Find Peak Element Using Binary Search in DSA C++ - Time & Space Complexity
We want to know how fast the binary search method finds a peak element in an array.
How does the number of steps grow as the array gets bigger?
Analyze the time complexity of the following code snippet.
int findPeakElement(std::vector<int>& nums) {
int left = 0, right = nums.size() - 1;
while (left < right) {
int mid = left + (right - left) / 2;
if (nums[mid] < nums[mid + 1]) {
left = mid + 1;
} else {
right = mid;
}
}
return left;
}
This code finds a peak element by repeatedly dividing the search space in half using binary search.
Identify the loops, recursion, array traversals that repeat.
- Primary operation: The while loop that halves the search range each time.
- How many times: About log base 2 of n times, where n is the array size.
Each step cuts the array size roughly in half, so the number of steps grows slowly as the array grows.
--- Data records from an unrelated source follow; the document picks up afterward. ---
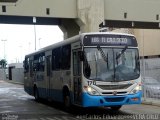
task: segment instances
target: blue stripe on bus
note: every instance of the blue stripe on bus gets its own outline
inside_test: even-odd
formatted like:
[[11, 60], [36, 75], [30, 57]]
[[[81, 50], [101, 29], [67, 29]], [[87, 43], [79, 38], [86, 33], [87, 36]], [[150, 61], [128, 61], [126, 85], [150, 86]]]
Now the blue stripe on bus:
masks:
[[[88, 93], [83, 93], [83, 107], [98, 107], [98, 106], [115, 106], [126, 104], [140, 104], [142, 92], [136, 94], [128, 94], [125, 96], [91, 96]], [[138, 98], [137, 101], [132, 100]]]
[[[32, 88], [25, 87], [25, 91], [33, 95]], [[39, 96], [41, 98], [47, 98], [47, 91], [45, 88], [38, 88]], [[54, 101], [63, 102], [62, 90], [52, 89], [50, 91], [50, 97]], [[71, 94], [71, 102], [73, 103], [73, 94]], [[139, 91], [136, 94], [129, 94], [125, 96], [92, 96], [88, 93], [82, 94], [82, 107], [98, 107], [98, 106], [115, 106], [115, 105], [126, 105], [126, 104], [140, 104], [142, 92]], [[132, 98], [138, 98], [137, 101]], [[74, 103], [73, 103], [74, 104]]]

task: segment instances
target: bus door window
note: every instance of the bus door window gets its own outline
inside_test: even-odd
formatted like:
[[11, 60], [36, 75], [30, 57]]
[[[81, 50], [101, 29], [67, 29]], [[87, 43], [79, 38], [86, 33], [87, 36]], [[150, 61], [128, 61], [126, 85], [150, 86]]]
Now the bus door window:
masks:
[[51, 56], [46, 57], [47, 61], [47, 76], [51, 75]]
[[74, 76], [74, 101], [77, 104], [81, 102], [81, 61], [80, 51], [73, 52], [73, 76]]

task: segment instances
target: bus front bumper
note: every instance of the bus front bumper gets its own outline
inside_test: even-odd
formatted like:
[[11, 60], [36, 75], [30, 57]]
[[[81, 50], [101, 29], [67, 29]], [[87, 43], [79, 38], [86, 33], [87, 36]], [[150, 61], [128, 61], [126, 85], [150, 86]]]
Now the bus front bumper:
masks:
[[98, 107], [98, 106], [118, 106], [127, 104], [140, 104], [142, 91], [136, 94], [117, 95], [117, 96], [92, 96], [88, 93], [83, 93], [83, 107]]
| Input Size (n) | Approx. Operations |
|---|---|
| 10 | About 4 steps |
| 100 | About 7 steps |
| 1000 | About 10 steps |
Pattern observation: Doubling the input size adds only one extra step.
Time Complexity: O(log n)
This means the steps needed grow very slowly even if the array gets much bigger.
[X] Wrong: "The loop runs n times because it looks like it checks each element."
[OK] Correct: Actually, the loop cuts the search space in half each time, so it runs much fewer times than n.
Understanding this binary search approach shows you can find answers quickly by smartly reducing work, a key skill in many coding challenges.
"What if we changed the array to be sorted strictly increasing or strictly decreasing? How would the time complexity change?"